17.Governing Law. THIS AGREEMENT SHALL BE GOVERNED BY AND CONSTRUED IN ACCORDANCE WITH THE LAWS OF THE STATE OF DELAWARE APPLICABLE TO CONTRACTS MADE AND TO BE PERFORMED THEREIN, EXCLUSIVE OF THE CONFLICT OF LAWS PROVISIONS OF DELAWARE LAW.
18.Successors and Assigns. The Company may assign any of its rights under this Agreement without the Participant’s consent. This Agreement will be binding upon and inure to the benefit of the successors and assigns of the Company. Subject to the restrictions on transfer in this Agreement and the Plan, this Agreement will be binding upon the Participant and the Participant’s beneficiaries, executors, administrators and the Person(s) to whom the RSUs may be transferred in accordance with this Agreement.
4
19.Headings; References. Headings are for convenience only and are not part of this Agreement. All references to “dollars” or “$” in this Agreement refer to United States dollars.
20.Counterparts. The Grant Notice may be executed in one or more counterparts, all of which together shall constitute one instrument. Delivery of an executed counterpart of the Grant Notice by facsimile or portable document format (.pdf) attachment to electronic mail or via electronic acceptance in accordance with Section 12 shall be effective as delivery of a manually executed counterpart of the Grant Notice.

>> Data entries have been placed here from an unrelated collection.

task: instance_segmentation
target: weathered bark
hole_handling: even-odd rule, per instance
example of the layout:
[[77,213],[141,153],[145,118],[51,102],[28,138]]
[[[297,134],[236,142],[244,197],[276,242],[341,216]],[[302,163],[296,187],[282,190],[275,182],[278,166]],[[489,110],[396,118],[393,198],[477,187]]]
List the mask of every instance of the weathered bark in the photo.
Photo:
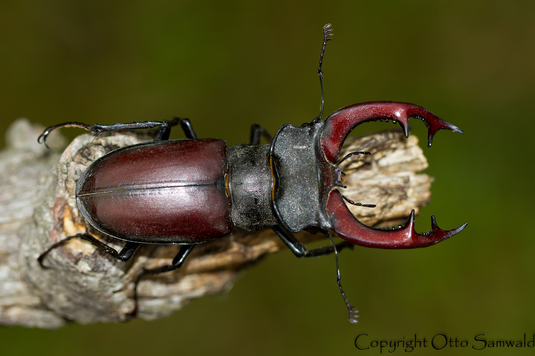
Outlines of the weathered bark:
[[[53,328],[66,320],[124,320],[134,306],[133,280],[143,268],[170,263],[179,246],[143,245],[125,263],[74,239],[46,258],[54,268],[41,268],[36,258],[52,243],[85,231],[74,189],[86,167],[112,149],[150,138],[129,132],[96,139],[81,135],[60,157],[35,142],[41,130],[27,120],[16,121],[7,133],[7,148],[0,153],[0,323]],[[52,146],[61,146],[60,136],[51,139]],[[345,195],[377,205],[350,206],[361,221],[376,227],[396,225],[428,202],[432,179],[417,174],[427,165],[417,142],[414,136],[405,139],[398,130],[346,140],[340,156],[355,151],[373,153],[354,156],[342,165],[348,185]],[[88,228],[116,249],[124,244]],[[324,236],[301,232],[297,237],[307,242]],[[141,281],[138,315],[162,318],[193,298],[224,292],[240,269],[285,248],[269,229],[250,233],[235,228],[232,235],[200,244],[179,270]]]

21.Section 409A. The Plan, this Agreement and the RSUs are intended to comply with or be exempt from the applicable requirements of Section 409A of the Code and shall be limited, construed, and interpreted in accordance with such intent. Notwithstanding the foregoing, the Company and its Affiliates make no representations that the RSUs are exempt from or compliant with Section 409A of the Code and in no event shall the Company or any Affiliate be liable for all or any portion of any taxes, penalties, interest or other expenses that may be incurred by the Participant on account of non-compliance with Section 409A of the Code.